Quem dirigir embriagado terá punições mais severas a partir desta quinta-feira, quando começa a valer a lei federal nº 13.546, de 2017, que altera a lei nº 9.503, de 1997, do Código de Trânsito Brasileiro (CTB) e prevê uma pena maior de prisão. Hoje quem causar morte no trânsito e estiver alcoolizado pode pegar de dois a quatro anos, mas de acordo com a nova lei ela passa a ser de cinco a oito anos.
De acordo com o Departamento Nacional de Trânsito (Denatran), mesmo com a mudança, a prisão ainda poderá ser substituída por prestação de serviços. A possibilidade vale para os casos de crime culposo (quando não há intenção de matar). Isso ocorre porque o Código Penal (Art. 44, inciso I) prevê a substituição quando a sentença não é superior a quatro anos, ou quando o crime é culposo — seja qual for a pena aplicada.
Redator da lei federal que vai entrar em vigor e presidente da Comissão de Direito Viário da OAB-SP, o advogado Maurício Januzzi afirmou ao GLOBO que a ideia de aumentar a pena era, justamente, evitar a dúvida jurídica entre o homicídio ser doloso (quando há intenção de matar) e culposo (quando não há):
— Isso gera discussões que vão até os tribunais superiores. Entendeu-se que (os homicídios por embriaguez) deveriam ser culposos, mas com pena aumentada, porque parte pode ser cumprida em regime semiaberto.
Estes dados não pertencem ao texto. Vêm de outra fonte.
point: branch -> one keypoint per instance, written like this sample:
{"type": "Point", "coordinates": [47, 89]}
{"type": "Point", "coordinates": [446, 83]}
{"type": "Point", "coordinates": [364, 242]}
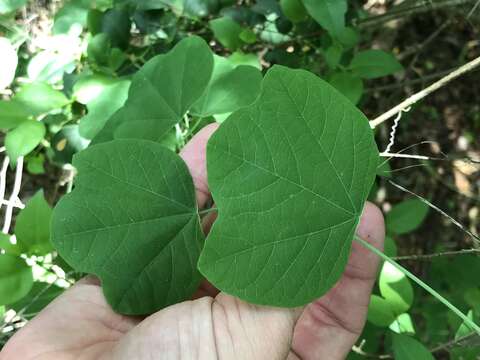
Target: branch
{"type": "Point", "coordinates": [425, 92]}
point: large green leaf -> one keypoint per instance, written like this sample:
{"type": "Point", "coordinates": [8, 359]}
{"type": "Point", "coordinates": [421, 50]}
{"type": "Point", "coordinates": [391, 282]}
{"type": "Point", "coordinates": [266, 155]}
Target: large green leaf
{"type": "Point", "coordinates": [231, 87]}
{"type": "Point", "coordinates": [132, 220]}
{"type": "Point", "coordinates": [24, 138]}
{"type": "Point", "coordinates": [290, 175]}
{"type": "Point", "coordinates": [407, 348]}
{"type": "Point", "coordinates": [406, 216]}
{"type": "Point", "coordinates": [16, 278]}
{"type": "Point", "coordinates": [165, 88]}
{"type": "Point", "coordinates": [371, 64]}
{"type": "Point", "coordinates": [330, 14]}
{"type": "Point", "coordinates": [32, 227]}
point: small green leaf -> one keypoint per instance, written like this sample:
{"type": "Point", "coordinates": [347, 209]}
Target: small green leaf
{"type": "Point", "coordinates": [107, 101]}
{"type": "Point", "coordinates": [145, 255]}
{"type": "Point", "coordinates": [8, 6]}
{"type": "Point", "coordinates": [9, 63]}
{"type": "Point", "coordinates": [239, 58]}
{"type": "Point", "coordinates": [395, 288]}
{"type": "Point", "coordinates": [380, 312]}
{"type": "Point", "coordinates": [230, 88]}
{"type": "Point", "coordinates": [349, 85]}
{"type": "Point", "coordinates": [464, 329]}
{"type": "Point", "coordinates": [12, 114]}
{"type": "Point", "coordinates": [16, 279]}
{"type": "Point", "coordinates": [35, 164]}
{"type": "Point", "coordinates": [32, 227]}
{"type": "Point", "coordinates": [330, 14]}
{"type": "Point", "coordinates": [165, 88]}
{"type": "Point", "coordinates": [298, 178]}
{"type": "Point", "coordinates": [403, 324]}
{"type": "Point", "coordinates": [406, 216]}
{"type": "Point", "coordinates": [407, 348]}
{"type": "Point", "coordinates": [227, 31]}
{"type": "Point", "coordinates": [294, 10]}
{"type": "Point", "coordinates": [24, 138]}
{"type": "Point", "coordinates": [40, 98]}
{"type": "Point", "coordinates": [372, 64]}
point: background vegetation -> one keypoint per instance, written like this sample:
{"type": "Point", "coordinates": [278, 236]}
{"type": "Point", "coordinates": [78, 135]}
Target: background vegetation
{"type": "Point", "coordinates": [65, 67]}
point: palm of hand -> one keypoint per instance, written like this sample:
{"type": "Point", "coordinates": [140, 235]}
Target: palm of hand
{"type": "Point", "coordinates": [81, 325]}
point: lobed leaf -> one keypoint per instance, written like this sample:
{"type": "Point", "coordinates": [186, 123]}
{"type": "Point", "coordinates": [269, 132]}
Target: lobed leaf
{"type": "Point", "coordinates": [132, 220]}
{"type": "Point", "coordinates": [290, 175]}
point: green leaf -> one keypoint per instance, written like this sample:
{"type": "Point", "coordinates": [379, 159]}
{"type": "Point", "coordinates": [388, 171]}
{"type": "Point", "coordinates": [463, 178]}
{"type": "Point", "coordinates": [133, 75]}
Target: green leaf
{"type": "Point", "coordinates": [380, 312]}
{"type": "Point", "coordinates": [106, 102]}
{"type": "Point", "coordinates": [24, 138]}
{"type": "Point", "coordinates": [116, 24]}
{"type": "Point", "coordinates": [9, 63]}
{"type": "Point", "coordinates": [299, 164]}
{"type": "Point", "coordinates": [333, 55]}
{"type": "Point", "coordinates": [12, 114]}
{"type": "Point", "coordinates": [407, 348]}
{"type": "Point", "coordinates": [165, 88]}
{"type": "Point", "coordinates": [16, 279]}
{"type": "Point", "coordinates": [35, 164]}
{"type": "Point", "coordinates": [330, 14]}
{"type": "Point", "coordinates": [40, 98]}
{"type": "Point", "coordinates": [8, 6]}
{"type": "Point", "coordinates": [349, 85]}
{"type": "Point", "coordinates": [371, 64]}
{"type": "Point", "coordinates": [294, 10]}
{"type": "Point", "coordinates": [72, 15]}
{"type": "Point", "coordinates": [403, 324]}
{"type": "Point", "coordinates": [230, 88]}
{"type": "Point", "coordinates": [32, 227]}
{"type": "Point", "coordinates": [37, 299]}
{"type": "Point", "coordinates": [395, 288]}
{"type": "Point", "coordinates": [464, 329]}
{"type": "Point", "coordinates": [406, 216]}
{"type": "Point", "coordinates": [145, 255]}
{"type": "Point", "coordinates": [227, 31]}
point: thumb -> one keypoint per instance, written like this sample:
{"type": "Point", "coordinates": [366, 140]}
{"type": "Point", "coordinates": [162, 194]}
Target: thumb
{"type": "Point", "coordinates": [254, 332]}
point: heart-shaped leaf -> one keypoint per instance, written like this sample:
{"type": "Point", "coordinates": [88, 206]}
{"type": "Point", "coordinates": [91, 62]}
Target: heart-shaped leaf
{"type": "Point", "coordinates": [165, 88]}
{"type": "Point", "coordinates": [132, 220]}
{"type": "Point", "coordinates": [290, 175]}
É para dar a informação de que matar no trânsito dá cadeia.
Na prática, segundo ele, o homicídio por embriaguez no volante continua a ser considerado culposo, o que leva à possibilidade de o encarceramento ser revertido em prestação de serviços. Mas a pena mínima de cinco anos, diz Januzzi, leva o juiz ao entendimento de que a pessoa pode, sim, ser presa:
— Cabe ao juiz determinar se a pessoa vai ser presa ou não. Se for o juiz legalista, vai determinar a prisão no semiaberto. Isso porque quando a pessoa é condenada de dois a quatro anos, o magistrado pode dar suspensão condicional do processo. Com cinco anos ou mais não pode.
Januzzi afirma que é preciso ler a pena de acordo com o Código Penal, que determina a prisão para casos acima de quatro anos. Ele disse não acreditar que a possibilidade de prender ou não gere insegurança jurídica no futuro. E defendeu a criação de uma vara especializada em julgar crimes de trânsito, como forma de consolidar um único entendimento.
— Acredito que não (vá gerar insegurança jurídica). Acho que outra medida importante, que já tem inclusive no Paraná, é uma vara só para crimes de trânsito, o que pode dar uma interpretação mais restritiva para a lei, como essa que queremos — disse ele.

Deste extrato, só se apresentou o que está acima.